Sadly, the usual response to such unrest has been to treat it as a law-and-order issue, with crackdowns that may temporarily push tensions out of sight but do little to resolve them. This risks driving anger underground, where it simmers until it re-emerges in more destructive ways. Unless the underlying despair is addressed, attempts to simply control or contain young people’s frustrations will only deepen the long-term crisis.

It is tempting to think that expanding mental health services alone could solve these problems. Counseling, helplines and awareness campaigns are vital and must be scaled up. But they cannot address the root causes. What we are witnessing is not only illness, but also the psychological toll of living in a society where opportunity is scarce, economic survival is uncertain and voices of the young often feel disregarded. In this context, despair and anger are not personal weaknesses; they are natural responses to systemic pressures.

This is why leadership, especially at the local and institutional level, must act with urgency.
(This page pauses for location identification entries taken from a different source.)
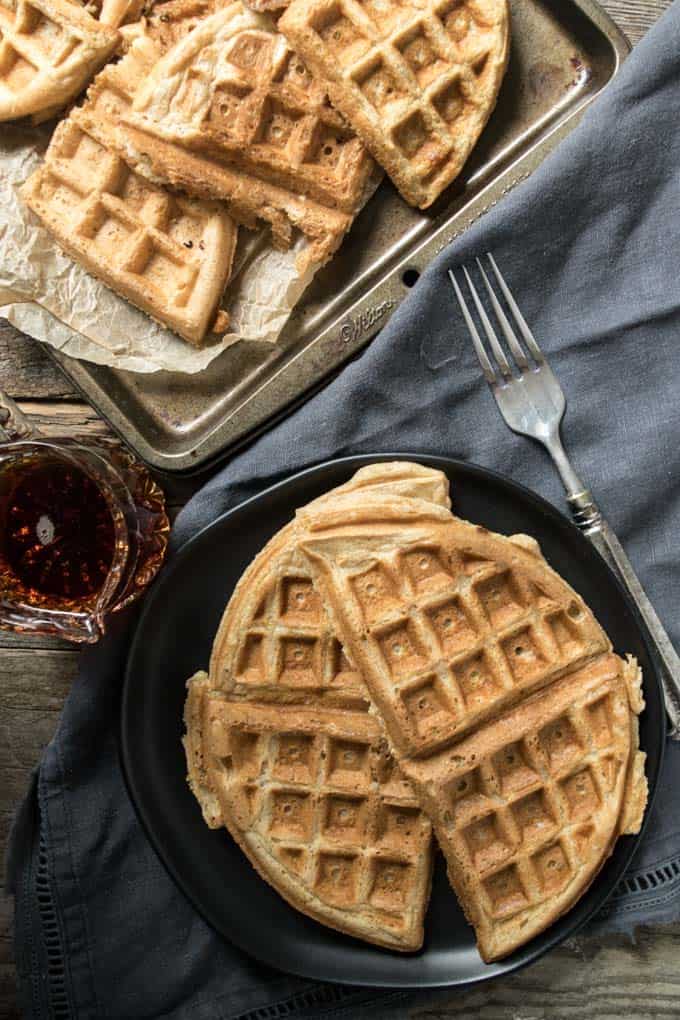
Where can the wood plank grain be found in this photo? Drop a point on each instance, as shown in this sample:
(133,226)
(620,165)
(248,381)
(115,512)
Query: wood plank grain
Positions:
(64,418)
(35,683)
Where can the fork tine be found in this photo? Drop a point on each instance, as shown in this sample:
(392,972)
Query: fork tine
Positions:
(508,332)
(529,339)
(486,367)
(499,353)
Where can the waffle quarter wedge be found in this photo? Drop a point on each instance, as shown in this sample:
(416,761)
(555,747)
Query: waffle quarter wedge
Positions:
(452,622)
(416,79)
(282,751)
(231,113)
(169,256)
(49,50)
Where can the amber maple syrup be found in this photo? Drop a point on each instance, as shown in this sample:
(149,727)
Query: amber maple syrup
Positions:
(59,536)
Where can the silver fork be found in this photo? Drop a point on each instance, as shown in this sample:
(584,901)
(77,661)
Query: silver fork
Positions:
(532,403)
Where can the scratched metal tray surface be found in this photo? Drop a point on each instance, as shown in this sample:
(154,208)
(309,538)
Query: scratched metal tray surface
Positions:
(564,52)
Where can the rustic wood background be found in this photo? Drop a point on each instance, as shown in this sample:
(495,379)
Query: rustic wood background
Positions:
(600,980)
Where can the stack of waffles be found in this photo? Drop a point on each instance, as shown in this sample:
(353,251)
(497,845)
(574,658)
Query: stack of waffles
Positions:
(385,671)
(210,116)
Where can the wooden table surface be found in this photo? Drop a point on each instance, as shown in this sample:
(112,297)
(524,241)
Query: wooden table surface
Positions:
(583,978)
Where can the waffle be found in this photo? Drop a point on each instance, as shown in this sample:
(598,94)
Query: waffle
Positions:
(167,255)
(281,749)
(49,50)
(457,623)
(416,79)
(502,700)
(528,808)
(231,113)
(114,12)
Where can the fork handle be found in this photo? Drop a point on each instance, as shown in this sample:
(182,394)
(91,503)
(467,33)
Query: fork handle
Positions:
(588,518)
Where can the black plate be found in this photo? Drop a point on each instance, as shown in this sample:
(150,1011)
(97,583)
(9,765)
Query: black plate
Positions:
(173,640)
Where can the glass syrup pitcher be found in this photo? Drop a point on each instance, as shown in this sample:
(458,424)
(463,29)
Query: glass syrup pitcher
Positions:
(83,529)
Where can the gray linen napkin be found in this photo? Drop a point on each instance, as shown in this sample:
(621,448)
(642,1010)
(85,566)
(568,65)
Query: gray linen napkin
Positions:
(589,246)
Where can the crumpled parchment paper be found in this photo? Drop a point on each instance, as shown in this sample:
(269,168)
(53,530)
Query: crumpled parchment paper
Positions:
(45,294)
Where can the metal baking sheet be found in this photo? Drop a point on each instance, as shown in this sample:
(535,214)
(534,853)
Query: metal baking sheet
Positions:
(563,54)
Universities, schools and community organisations can create safe spaces for dialogue, embed mental health care into everyday services and encourage young people to see themselves as active partners in shaping their country’s future. Initiatives that link empowerment with well-being already exist, but they remain too small and scattered to reach the scale required. We need a coordinated effort to recognise that youth mental health is not a side issue but central to Pakistan’s stability and prosperity.

This year, as we celebrate freedom, we must ask ourselves what freedom means to our young people today. Is it freedom when they feel forced to migrate in search of dignity? Is it freedom when despair drives them to take their own lives, to join mobs, or to fall into destructive cycles of violence? True independence must mean more than the absence of colonial rule; it must mean the presence of justice, opportunity and hope for the next generation.

Pakistan is standing at a critical crossroads. If we fail to listen to our young people and respond to their needs, we risk losing not just individuals but the very future of the country. The anger and despair we see today cannot be wished away; it must be met with compassion, opportunity and genuine reform.

The choice before us is clear: either we begin to nurture our young people with hope and opportunity, or we prepare to be consumed by the flames of their despair.


The writer is a public mental health expert and co-founder of Taskeen Health Initiative.